Lungevity Foundation
National Cancer Institute (NCI)
Information provided by (Responsible Party):
Jonsson Comprehensive Cancer Center

Brief Summary:
This phase I trial studies the side effects and best dose of autologous dendritic cell-adenovirus CCL21 vaccine (CCL21-gene modified dendritic cell vaccine) combined with intravenous pembrolizumab, and to see how well they work in treating patients with stage IV non-small cell lung cancer. Vaccines made from a gene-modified virus may help the body build an effective immune response to kill tumor cells. Monoclonal antibodies, such as pembrolizumab, may interfere with the ability of tumor cells to grow and spread. Giving CCL21-gene modified dendritic cell vaccine with pembrolizumab may work better in treating patients with stage IV non-small cell lung cancer.
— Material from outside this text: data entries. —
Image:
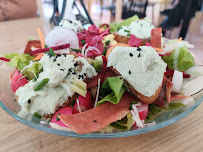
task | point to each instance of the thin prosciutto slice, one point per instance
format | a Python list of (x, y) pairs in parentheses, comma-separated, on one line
[(156, 37), (165, 93), (97, 118), (94, 81), (169, 85)]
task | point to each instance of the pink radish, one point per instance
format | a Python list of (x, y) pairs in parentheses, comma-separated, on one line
[(17, 80), (64, 111), (84, 103), (60, 36), (143, 111)]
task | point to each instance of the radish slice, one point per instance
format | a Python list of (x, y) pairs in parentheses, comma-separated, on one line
[(17, 81), (177, 81), (193, 87), (64, 111), (84, 103), (60, 36)]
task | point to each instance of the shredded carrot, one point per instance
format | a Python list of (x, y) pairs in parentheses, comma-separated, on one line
[(38, 57), (159, 50), (41, 36), (180, 39)]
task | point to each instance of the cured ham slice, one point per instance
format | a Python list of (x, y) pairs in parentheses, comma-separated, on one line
[(97, 118), (156, 37)]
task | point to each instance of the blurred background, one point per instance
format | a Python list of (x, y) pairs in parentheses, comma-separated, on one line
[(178, 18)]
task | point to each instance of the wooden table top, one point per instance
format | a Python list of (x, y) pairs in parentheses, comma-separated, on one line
[(185, 135)]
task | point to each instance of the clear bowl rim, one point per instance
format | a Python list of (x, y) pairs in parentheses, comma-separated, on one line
[(104, 135)]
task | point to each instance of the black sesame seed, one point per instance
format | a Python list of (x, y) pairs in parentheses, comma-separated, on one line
[(29, 101), (129, 72), (139, 49), (75, 64)]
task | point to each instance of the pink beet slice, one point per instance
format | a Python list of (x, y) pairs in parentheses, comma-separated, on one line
[(143, 111), (64, 111), (85, 103), (17, 81)]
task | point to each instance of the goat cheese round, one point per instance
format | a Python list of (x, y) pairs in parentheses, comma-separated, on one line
[(60, 70), (141, 67), (123, 31)]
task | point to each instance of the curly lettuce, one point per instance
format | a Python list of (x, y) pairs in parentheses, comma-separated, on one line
[(24, 63), (18, 60), (115, 26)]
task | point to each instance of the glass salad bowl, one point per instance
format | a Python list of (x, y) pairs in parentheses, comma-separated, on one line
[(9, 103)]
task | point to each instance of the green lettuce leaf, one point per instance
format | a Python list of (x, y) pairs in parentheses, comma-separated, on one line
[(33, 71), (18, 60), (112, 90), (115, 26), (185, 59), (173, 106)]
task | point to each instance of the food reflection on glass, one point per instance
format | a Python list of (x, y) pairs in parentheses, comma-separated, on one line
[(116, 77)]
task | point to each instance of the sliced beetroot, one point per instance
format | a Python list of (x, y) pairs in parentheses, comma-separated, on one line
[(94, 81), (142, 111), (156, 37), (62, 111), (84, 103), (160, 102), (17, 81)]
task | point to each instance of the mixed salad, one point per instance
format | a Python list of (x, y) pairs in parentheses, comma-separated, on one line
[(114, 77)]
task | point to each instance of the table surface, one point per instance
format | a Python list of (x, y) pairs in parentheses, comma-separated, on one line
[(185, 135)]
Condition or disease Intervention/treatment Phase
Lung Non-Small Cell Carcinoma Stage IV Lung Cancer AJCC v8 Stage IVA Lung Cancer AJCC v8 Stage IVB Lung Cancer AJCC v8 Biological: Autologous Dendritic Cell-Adenovirus CCL21 Vaccine Biological: Pembrolizumab Phase 1

Detailed Description:

PRIMARY OBJECTIVES:

I. Dose escalation: To determine the safety and maximum tolerated dose (MTD) of intratumoral injection of autologous dendritic cell-adenovirus CCL21 vaccine (CCL21 gene-modified DC [Ad-CCL21-DC]) when combined with intravenous pembrolizumab in 1) patients with advanced non-small cell lung cancer (NSCLC) without a sensitizing epidermal growth factor receptor (EGFR) mutation and/or anaplastic lymphoma kinase (ALK) gene rearrangement who have received prior systemic anti-cancer therapy for advanced disease that includes a PD -1 and/or PD-L1 inhibitor or 2) patients who have sensitizing EGFR mutations and/or ALK gene rearrangements and have received prior tyrosine kinase inhibitor therapy.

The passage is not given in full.